Die editorische Behandlung der Texte selbst erfolgte - so der Herausgeber -
in Form einer neuen Durchsicht. Emendationen und Konjekturen wurden
beschränkt auf eindeutige Fälle von Druckfehlern oder Verschreibern, die -
sofern es sich nicht um Marginalkorrekturen, z.B. Buchstabendreher, handelt
- durch Graudruck gekennzeichnet sind. Nach den Stichproben des Rezensenten
wurde dieses editorische Verfahren durchweg zuverlässig durchgeführt.
Druckfehler (bzw. Fehler beim Scannen) fanden sich nur ganz vereinzelt (so
"Charismatimus" statt "Charismatismus" im Wortindex; "fegtsteht" statt
"feststeht" in den "Gesammelten Aufsätzen zur Soziologie und Sozialpolitik"
[CD SP 249]).

Der Ausgang von den jeweiligen Erstauflagen der Gesammelten Aufsätze und
von "Wirtschaft und Gesellschaft" bietet Vor- und Nachteile: Aufgrund der
Editionsprinzipien der MWG, die jeweils von den frühesten Fassungen der
Texte Webers ausgeht und damit einen großen Teil der Winckelmannschen
Konjekturen wieder rückgängig macht 6, ist die Kompatibilität der CD
mit der (im Entstehen befindlichen) Kritischen Ausgabe sogar erhöht worden
- zumindest was "Wirtschaft und Gesellschaft" angeht. Da in den Marginalien
der Neuausgabe der MWG (wie beim Text der CD) die Seitenzählung der 1.
Aufl. angegeben wird, ist zudem eine schnelle Kontrolle des Textes anhand
der kritischen Ausgabe möglich, was nicht der Fall gewesen wäre, wenn die
letzte Winckelmannsche Auflage zugrundegelegt worden wäre (bzw.: bei
anderer Urheberrechtssituation hätte zugrundegelegt werden können).
Andererseits sind viele Winckelmannsche Textverbesserungen unabweisbar, so
dass sie auch in der neuen Edition Aufnahme finden (werden), während der
CD-Text die unverbesserte Version bietet 7.
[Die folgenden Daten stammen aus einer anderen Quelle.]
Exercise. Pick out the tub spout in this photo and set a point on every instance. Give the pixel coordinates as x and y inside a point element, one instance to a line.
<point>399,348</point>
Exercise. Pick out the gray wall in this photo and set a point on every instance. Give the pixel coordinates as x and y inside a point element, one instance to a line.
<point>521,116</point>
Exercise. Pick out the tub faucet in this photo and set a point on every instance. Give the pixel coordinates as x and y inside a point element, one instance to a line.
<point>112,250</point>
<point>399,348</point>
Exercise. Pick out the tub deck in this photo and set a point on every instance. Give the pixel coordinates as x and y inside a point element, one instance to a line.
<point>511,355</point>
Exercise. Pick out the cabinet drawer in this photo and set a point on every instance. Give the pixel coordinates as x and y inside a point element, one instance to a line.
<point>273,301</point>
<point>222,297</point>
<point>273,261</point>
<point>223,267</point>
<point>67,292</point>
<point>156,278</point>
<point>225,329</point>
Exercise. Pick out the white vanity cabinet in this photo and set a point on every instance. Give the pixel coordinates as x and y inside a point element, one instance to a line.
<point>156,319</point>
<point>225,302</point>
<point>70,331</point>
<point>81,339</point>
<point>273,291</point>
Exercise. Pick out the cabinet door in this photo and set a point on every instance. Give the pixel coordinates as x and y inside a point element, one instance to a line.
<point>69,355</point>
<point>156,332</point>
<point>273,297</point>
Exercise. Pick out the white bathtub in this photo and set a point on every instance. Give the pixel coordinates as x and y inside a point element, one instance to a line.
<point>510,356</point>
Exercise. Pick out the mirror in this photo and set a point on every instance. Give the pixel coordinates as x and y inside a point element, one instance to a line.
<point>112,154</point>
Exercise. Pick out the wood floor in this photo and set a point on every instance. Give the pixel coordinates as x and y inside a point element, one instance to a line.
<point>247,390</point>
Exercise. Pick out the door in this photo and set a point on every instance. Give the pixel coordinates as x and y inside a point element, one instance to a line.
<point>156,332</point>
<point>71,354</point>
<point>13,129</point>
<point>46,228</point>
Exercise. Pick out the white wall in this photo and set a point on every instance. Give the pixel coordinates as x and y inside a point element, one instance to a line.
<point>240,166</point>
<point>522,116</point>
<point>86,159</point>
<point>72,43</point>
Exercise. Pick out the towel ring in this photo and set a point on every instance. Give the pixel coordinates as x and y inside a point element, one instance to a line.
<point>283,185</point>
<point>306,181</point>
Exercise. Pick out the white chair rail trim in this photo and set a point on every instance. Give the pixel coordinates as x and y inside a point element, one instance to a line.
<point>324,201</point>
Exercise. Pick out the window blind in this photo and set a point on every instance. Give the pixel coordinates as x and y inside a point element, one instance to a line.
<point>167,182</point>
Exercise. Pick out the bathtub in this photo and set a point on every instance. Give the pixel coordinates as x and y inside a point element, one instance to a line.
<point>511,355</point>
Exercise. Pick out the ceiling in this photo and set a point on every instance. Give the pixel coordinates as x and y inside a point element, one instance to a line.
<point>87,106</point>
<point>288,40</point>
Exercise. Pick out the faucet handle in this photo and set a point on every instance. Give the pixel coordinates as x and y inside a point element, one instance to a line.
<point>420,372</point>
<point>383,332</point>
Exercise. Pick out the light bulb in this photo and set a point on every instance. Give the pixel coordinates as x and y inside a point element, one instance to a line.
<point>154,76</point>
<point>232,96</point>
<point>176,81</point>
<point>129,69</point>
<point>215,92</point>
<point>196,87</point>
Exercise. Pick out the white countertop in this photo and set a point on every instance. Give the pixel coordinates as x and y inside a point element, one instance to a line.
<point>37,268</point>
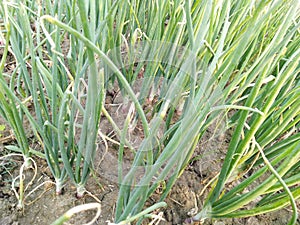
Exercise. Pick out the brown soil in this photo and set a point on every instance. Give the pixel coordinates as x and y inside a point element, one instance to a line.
<point>43,206</point>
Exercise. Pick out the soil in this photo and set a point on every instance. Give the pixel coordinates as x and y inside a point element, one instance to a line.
<point>43,206</point>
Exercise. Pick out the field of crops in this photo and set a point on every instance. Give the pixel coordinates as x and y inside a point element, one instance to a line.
<point>149,112</point>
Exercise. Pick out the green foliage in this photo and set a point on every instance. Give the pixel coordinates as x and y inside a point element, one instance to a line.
<point>200,59</point>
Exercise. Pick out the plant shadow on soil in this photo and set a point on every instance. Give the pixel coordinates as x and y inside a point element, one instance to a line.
<point>43,206</point>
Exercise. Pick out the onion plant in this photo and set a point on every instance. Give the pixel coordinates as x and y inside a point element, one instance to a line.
<point>201,59</point>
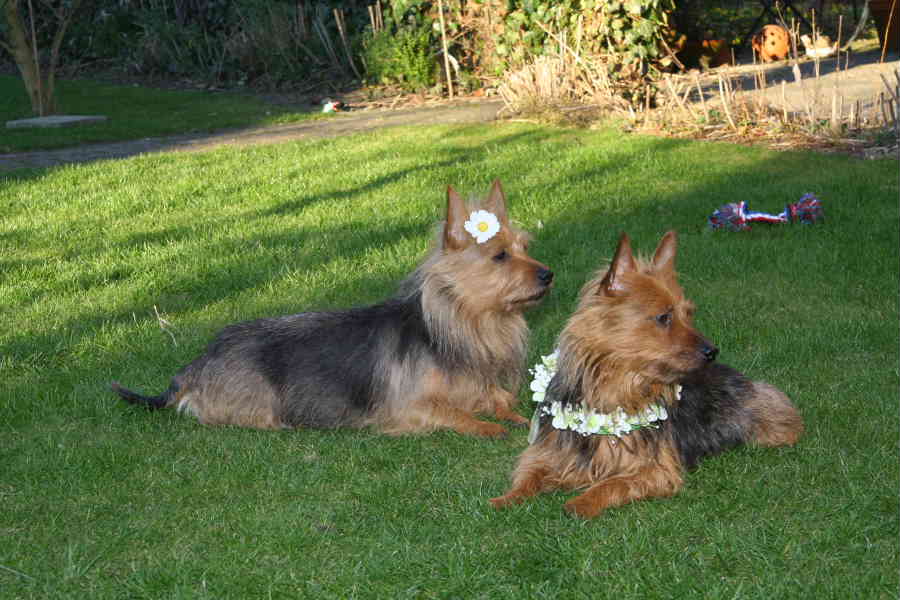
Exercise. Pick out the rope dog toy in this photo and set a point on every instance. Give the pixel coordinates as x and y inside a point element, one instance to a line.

Bei den Aufsätzen Webers schließlich wird bei der MWG nicht - wie bei der
CD - der Text der Gesammelten Aufsätze, sondern der jeweilige Erstdruck als
Textgrundlage verwandt. Der Vergleich des CD-Textes mit der kritischen
Ausgabe wird hier schwieriger und auf die den MWG-Bänden beigegebenen
Seitenkonkordanzen der verschiedenen Ausgaben angewiesen sein. Hilfreich
wäre es gewesen, wenn auch der CD-Text auf der Basis der Erstdrucke
erstellt worden wäre oder wenn zumindest in den Marginalien die
entsprechenden Seitenzählungen hinzugefügt worden wären.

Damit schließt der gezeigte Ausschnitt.